Significance. If the latency results hold under realistic load, the work offers a practical approach to the storage sustainability problem for generative-AI platforms by trading inexpensive compute for large capacity savings. The grounding in a real production trace and the concrete prototype measurements are strengths that increase relevance for systems research on AI infrastructure.
major comments (2)
- [Evaluation] Evaluation section: the headline claim that mean and tail latency remain competitive (or better) with pure pixel storage depends on on-demand reconstruction plus the dynamic cache split, yet the manuscript provides no measured per-request GPU reconstruction time, explicit queuing model for concurrent cold-object reconstructions, or sensitivity results when the trace exhibits bursts that exceed available GPUs. Without these, it is impossible to verify that tail latency does not exceed the baseline under the reported access patterns.

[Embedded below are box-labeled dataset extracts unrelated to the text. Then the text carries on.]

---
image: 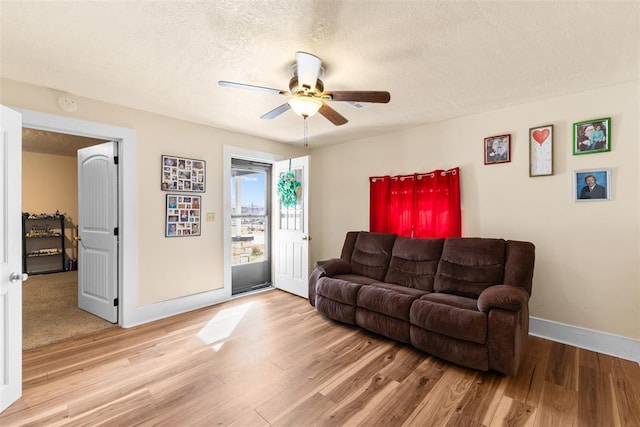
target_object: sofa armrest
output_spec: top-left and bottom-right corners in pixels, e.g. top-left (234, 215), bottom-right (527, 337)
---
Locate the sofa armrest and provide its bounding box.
top-left (316, 258), bottom-right (351, 277)
top-left (309, 258), bottom-right (351, 307)
top-left (478, 285), bottom-right (529, 313)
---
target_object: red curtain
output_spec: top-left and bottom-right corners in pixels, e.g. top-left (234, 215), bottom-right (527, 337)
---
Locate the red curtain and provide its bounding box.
top-left (369, 176), bottom-right (391, 233)
top-left (369, 168), bottom-right (462, 237)
top-left (413, 168), bottom-right (462, 237)
top-left (387, 175), bottom-right (415, 237)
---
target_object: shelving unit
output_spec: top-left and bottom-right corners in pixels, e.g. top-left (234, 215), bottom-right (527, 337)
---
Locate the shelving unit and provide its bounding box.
top-left (22, 214), bottom-right (65, 274)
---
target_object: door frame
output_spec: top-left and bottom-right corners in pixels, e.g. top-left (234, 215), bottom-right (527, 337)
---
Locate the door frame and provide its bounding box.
top-left (15, 106), bottom-right (137, 328)
top-left (222, 145), bottom-right (284, 299)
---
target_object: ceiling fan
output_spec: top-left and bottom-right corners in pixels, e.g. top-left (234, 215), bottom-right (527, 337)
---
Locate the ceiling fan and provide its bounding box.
top-left (218, 52), bottom-right (391, 126)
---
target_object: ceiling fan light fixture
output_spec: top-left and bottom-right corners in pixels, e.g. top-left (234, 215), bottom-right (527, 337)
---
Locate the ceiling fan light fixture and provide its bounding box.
top-left (289, 96), bottom-right (322, 118)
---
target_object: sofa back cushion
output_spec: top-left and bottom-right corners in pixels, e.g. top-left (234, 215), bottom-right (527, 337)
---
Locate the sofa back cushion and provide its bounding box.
top-left (433, 237), bottom-right (506, 298)
top-left (351, 231), bottom-right (396, 281)
top-left (384, 236), bottom-right (444, 292)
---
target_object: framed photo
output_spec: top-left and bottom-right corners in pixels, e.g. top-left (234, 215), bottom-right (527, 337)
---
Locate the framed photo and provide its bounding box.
top-left (573, 169), bottom-right (611, 202)
top-left (573, 117), bottom-right (611, 156)
top-left (164, 194), bottom-right (202, 237)
top-left (160, 154), bottom-right (207, 193)
top-left (484, 135), bottom-right (511, 165)
top-left (529, 125), bottom-right (553, 176)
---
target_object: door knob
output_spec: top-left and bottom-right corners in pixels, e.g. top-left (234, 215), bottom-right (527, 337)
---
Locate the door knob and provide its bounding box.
top-left (9, 273), bottom-right (29, 283)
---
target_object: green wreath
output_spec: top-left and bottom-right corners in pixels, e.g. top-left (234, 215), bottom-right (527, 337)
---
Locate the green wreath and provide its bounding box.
top-left (278, 171), bottom-right (301, 208)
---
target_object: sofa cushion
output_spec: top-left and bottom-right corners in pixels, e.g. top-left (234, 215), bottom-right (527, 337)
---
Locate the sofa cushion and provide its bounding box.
top-left (409, 299), bottom-right (487, 344)
top-left (433, 237), bottom-right (506, 298)
top-left (358, 285), bottom-right (419, 321)
top-left (351, 231), bottom-right (396, 282)
top-left (316, 277), bottom-right (363, 306)
top-left (384, 237), bottom-right (444, 291)
top-left (370, 282), bottom-right (429, 298)
top-left (355, 307), bottom-right (411, 343)
top-left (333, 274), bottom-right (377, 285)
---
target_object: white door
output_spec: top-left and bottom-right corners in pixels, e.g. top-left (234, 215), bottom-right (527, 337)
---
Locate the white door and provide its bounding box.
top-left (78, 142), bottom-right (118, 323)
top-left (0, 106), bottom-right (26, 412)
top-left (273, 156), bottom-right (311, 298)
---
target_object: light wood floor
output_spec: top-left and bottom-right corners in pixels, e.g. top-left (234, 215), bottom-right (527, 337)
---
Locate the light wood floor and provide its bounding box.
top-left (0, 291), bottom-right (640, 427)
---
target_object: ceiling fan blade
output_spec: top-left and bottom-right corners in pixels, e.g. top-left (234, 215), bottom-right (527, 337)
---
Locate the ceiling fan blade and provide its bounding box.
top-left (318, 102), bottom-right (348, 126)
top-left (324, 90), bottom-right (391, 104)
top-left (218, 80), bottom-right (288, 95)
top-left (296, 52), bottom-right (322, 92)
top-left (260, 102), bottom-right (291, 120)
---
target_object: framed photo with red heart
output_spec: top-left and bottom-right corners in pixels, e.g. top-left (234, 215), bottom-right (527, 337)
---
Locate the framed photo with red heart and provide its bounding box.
top-left (484, 134), bottom-right (511, 165)
top-left (573, 117), bottom-right (611, 156)
top-left (529, 125), bottom-right (553, 176)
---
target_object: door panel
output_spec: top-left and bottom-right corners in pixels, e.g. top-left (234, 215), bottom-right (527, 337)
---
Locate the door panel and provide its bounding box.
top-left (0, 106), bottom-right (26, 412)
top-left (273, 156), bottom-right (311, 298)
top-left (78, 142), bottom-right (118, 323)
top-left (230, 159), bottom-right (272, 295)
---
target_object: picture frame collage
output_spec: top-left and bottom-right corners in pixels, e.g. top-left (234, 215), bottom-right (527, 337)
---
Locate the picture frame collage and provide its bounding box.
top-left (165, 194), bottom-right (202, 237)
top-left (160, 154), bottom-right (207, 237)
top-left (484, 117), bottom-right (611, 202)
top-left (160, 155), bottom-right (206, 193)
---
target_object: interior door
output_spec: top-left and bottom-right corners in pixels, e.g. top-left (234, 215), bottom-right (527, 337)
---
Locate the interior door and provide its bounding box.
top-left (0, 106), bottom-right (26, 412)
top-left (78, 142), bottom-right (118, 323)
top-left (272, 156), bottom-right (311, 298)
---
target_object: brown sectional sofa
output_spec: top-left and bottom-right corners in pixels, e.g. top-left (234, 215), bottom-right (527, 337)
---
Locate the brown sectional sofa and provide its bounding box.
top-left (309, 231), bottom-right (535, 375)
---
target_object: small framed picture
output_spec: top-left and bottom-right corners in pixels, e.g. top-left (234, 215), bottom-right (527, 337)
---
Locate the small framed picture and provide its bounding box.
top-left (529, 125), bottom-right (553, 176)
top-left (484, 135), bottom-right (511, 165)
top-left (573, 169), bottom-right (611, 202)
top-left (573, 117), bottom-right (611, 156)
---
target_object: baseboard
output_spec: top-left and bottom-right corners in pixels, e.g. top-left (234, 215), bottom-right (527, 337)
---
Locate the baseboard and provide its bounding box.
top-left (529, 317), bottom-right (640, 363)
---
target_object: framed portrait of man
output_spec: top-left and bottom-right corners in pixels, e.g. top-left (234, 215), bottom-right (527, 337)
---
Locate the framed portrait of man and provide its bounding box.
top-left (573, 169), bottom-right (611, 202)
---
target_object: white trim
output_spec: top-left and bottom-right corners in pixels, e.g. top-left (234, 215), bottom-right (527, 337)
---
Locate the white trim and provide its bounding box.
top-left (222, 145), bottom-right (283, 299)
top-left (529, 317), bottom-right (640, 363)
top-left (15, 108), bottom-right (140, 327)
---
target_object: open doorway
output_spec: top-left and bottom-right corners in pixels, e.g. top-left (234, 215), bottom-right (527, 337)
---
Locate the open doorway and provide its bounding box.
top-left (22, 127), bottom-right (114, 349)
top-left (230, 158), bottom-right (272, 295)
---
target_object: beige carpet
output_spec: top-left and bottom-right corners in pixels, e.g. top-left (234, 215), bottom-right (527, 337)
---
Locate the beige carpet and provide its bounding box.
top-left (22, 271), bottom-right (116, 350)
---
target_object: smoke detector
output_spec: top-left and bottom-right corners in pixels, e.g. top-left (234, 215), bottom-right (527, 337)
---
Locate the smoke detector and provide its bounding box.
top-left (58, 96), bottom-right (78, 113)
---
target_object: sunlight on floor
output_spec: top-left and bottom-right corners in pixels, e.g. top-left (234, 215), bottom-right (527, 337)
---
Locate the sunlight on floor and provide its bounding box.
top-left (197, 302), bottom-right (253, 351)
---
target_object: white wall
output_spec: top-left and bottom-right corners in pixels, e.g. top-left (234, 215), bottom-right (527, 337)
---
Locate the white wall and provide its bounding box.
top-left (0, 79), bottom-right (307, 306)
top-left (311, 81), bottom-right (640, 339)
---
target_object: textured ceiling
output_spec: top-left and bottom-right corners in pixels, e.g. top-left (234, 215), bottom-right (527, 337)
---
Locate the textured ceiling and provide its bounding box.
top-left (0, 0), bottom-right (640, 147)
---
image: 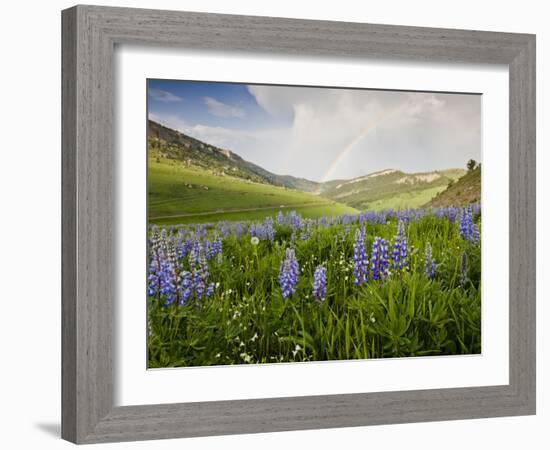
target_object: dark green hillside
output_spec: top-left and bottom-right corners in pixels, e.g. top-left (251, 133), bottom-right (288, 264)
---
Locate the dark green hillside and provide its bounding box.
top-left (147, 120), bottom-right (319, 192)
top-left (426, 166), bottom-right (481, 207)
top-left (321, 169), bottom-right (465, 210)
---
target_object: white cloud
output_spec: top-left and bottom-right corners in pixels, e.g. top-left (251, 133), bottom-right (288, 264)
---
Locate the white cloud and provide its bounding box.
top-left (149, 88), bottom-right (183, 103)
top-left (249, 86), bottom-right (481, 180)
top-left (204, 97), bottom-right (245, 118)
top-left (152, 86), bottom-right (481, 180)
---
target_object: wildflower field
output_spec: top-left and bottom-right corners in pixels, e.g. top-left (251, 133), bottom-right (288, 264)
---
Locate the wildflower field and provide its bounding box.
top-left (147, 205), bottom-right (481, 368)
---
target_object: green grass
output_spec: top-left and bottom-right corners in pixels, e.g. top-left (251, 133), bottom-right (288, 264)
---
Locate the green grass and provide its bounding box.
top-left (147, 158), bottom-right (358, 224)
top-left (149, 203), bottom-right (358, 225)
top-left (367, 186), bottom-right (446, 211)
top-left (148, 215), bottom-right (481, 367)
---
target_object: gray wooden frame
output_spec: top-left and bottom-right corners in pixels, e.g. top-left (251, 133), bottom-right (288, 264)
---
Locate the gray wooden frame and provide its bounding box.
top-left (62, 6), bottom-right (536, 443)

- [Evaluation] Trace-driven evaluation: the 78.7% storage-reduction figure and latency competitiveness rest on the assumption that the 35-month trace accurately represents access patterns and that reconstruction remains acceptable under varying load, but no additional experiments (e.g., synthetic burst workloads or different GPU counts) are reported to test this assumption.
minor comments (2)
- [Abstract] Abstract and §4: the comparison baseline (pure image storage) and exact latency metrics (mean, p99, etc.) should be stated more explicitly so readers can reproduce the competitiveness claim.
- [Design] Notation for cache-split thresholds and reconstruction cost model could be formalized with a short equation or pseudocode to improve clarity and reproducibility.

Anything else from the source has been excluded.